Cenò in un costoso ristorante francese, dove un uomo in giacca bianca era addetto a parcheggiare le auto dei clienti, e ogni tavolo aveva una candela accesa dentro una coppa da vino, e il burro veniva servito non a pezzi ma arrotolato in piccole palline bianche; apprezzò molto la cena e poi, con molto tempo libero davanti a sé, tornò lentamente verso il motel. Le banconote della Reichsbank erano quasi finite, ma non se ne preoccupò; non aveva importanza. Ci ha parlato del nostro mondo, pensò, mentre apriva la porta della stanza.

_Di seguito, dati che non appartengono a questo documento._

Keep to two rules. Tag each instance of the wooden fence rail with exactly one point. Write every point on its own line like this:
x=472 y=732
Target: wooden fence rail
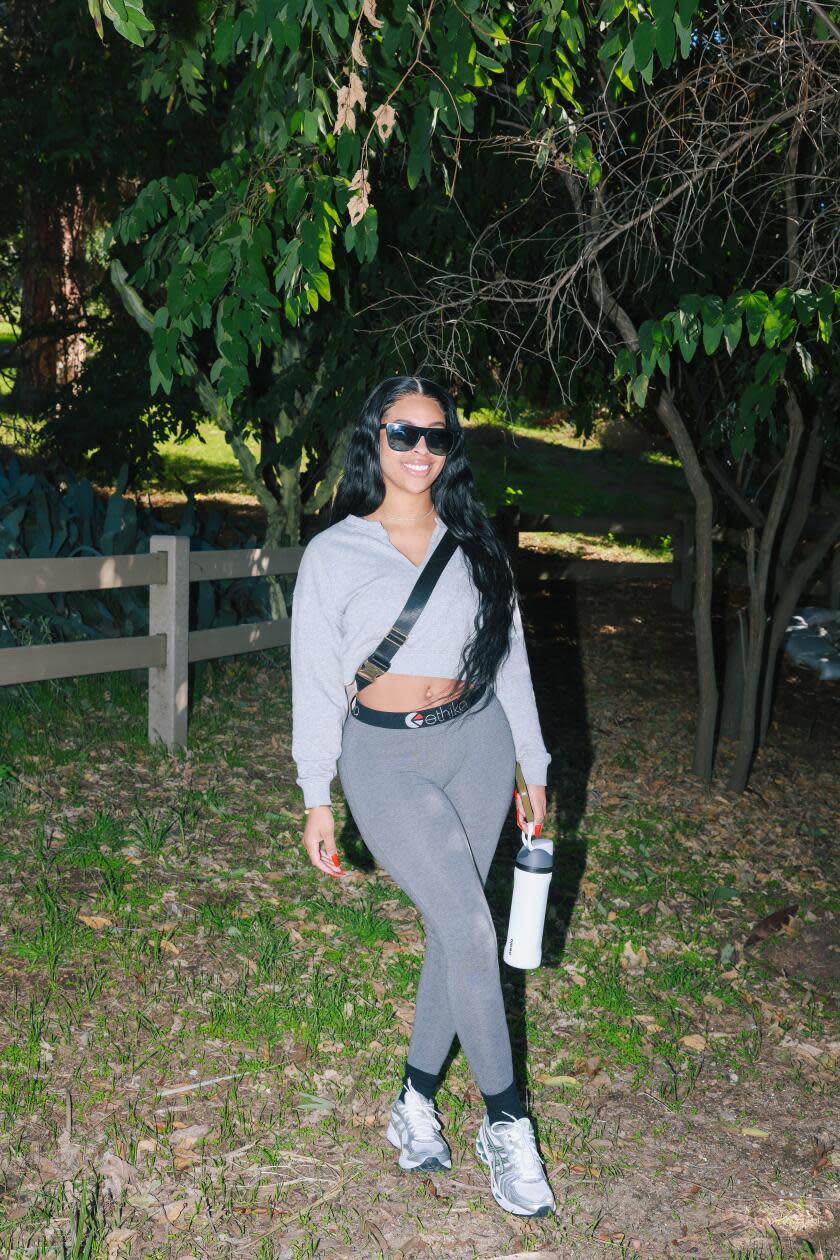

Di questo mondo, che in questo momento è intorno a noi. Accese di nuovo la radio. Vuole che lo vediamo per ciò che è. E io ci riesco, ci riesco sempre di più a ogni momento che passa.
Prese dalla scatola il vestito azzurro e lo sistemò accuratamente sul letto. Non aveva subito nessun danno; quello che gli poteva servire, al massimo, era una buona spazzolata per togliere un po’ di lanugine. Ma dopo aver aperto gli altri pacchetti, si accorse di non avere preso nessuno dei reggiseni senza spalline che aveva acquistato a Denver.
«Dannazione,» esclamò, accasciandosi su una sedia. Si accese una sigaretta e rimase per un po’ seduta a fumare.
Forse poteva indossarlo con un reggiseno normale. Si tolse la camicetta e la gonna e si provò il vestito. Ma si vedevano le spalline del reggiseno e anche la parte superiore di ciascuna coppa, quindi non poteva andare. Magari, pensò, potrei non mettere affatto il reggiseno… erano anni che non lo faceva più. Le tornarono in mente i vecchi giorni del liceo, quando aveva ancora un seno molto piccolo, e se ne era fatto un problema. Ma la sopraggiunta maturità e la pratica del judo l’avevano portata alla misura trentotto. Comunque provò lo stesso l’abito senza reggiseno, salendo su una sedia in bagno per vedersi nello specchio dell’armadietto.
Il vestito le cadeva a pennello ma, buon Dio, era troppo rischioso. Bastava chinarsi per spegnere una sigaretta o per prendere un bicchiere… e sarebbe stato un disastro.
Una spilla! Poteva indossare il vestito senza reggiseno e chiudere un po’ la scollatura. Rovesciò sul letto il contenuto dell’astuccio dei gioielli e sparpagliò le spille, reliquie che conservava da anni, doni di Frank o di altri uomini conosciuti prima del matrimonio, e poi quella nuova che le aveva acquistato Joe a Denver. Sì, una piccola spilla d’argento messicana a forma di cavallo poteva andare; individuò il punto esatto in cui metterla. Così avrebbe potuto indossare il vestito, finalmente.
Sono contenta di avere qualcosa, adesso. Tante cose erano andate storte; e rimaneva così poco dei suoi splendidi progetti.
Si pettinò accuratamente i capelli con la spazzola in modo da renderli morbidi e lucenti, e a quel punto le rimase soltanto la scelta delle scarpe e degli orecchini. Alla fine si infilò la pelliccia nuova, prese la borsetta nuova di pelle e uscì.
Invece di prendere la vecchia Studebaker, si fece chiamare un taxi dal proprietario del motel. Mentre aspettava nell’ufficio provò l’improvviso impulso di chiamare Frank. Come le fosse venuta quell’idea non riusciva a capirlo, eppure le era venuta. Perché no? si disse. Poteva fare una telefonata a carico del destinatario; lui sarebbe stato ben felice di sentirla e di pagare.
In piedi dietro il banco, tenne il ricevitore accostato all’orecchio, ascoltando con piacere gli operatori delle linee interurbane che tentavano di stabilire la comunicazione. Sentì la centralinista di San Francisco, lontanissima, che chiedeva il numero all’ufficio informazioni, poi una serie di scariche e scricchiolii, e infine il suono del telefono che squillava. Mentre aspettava tenne d’occhio l’esterno per vedere se arrivava il taxi; dovrebbe essere qui da un momento all’altro, pensò. Ma non ci farà caso, se dovrà aspettare un po’; i tassisti ci sono abituati.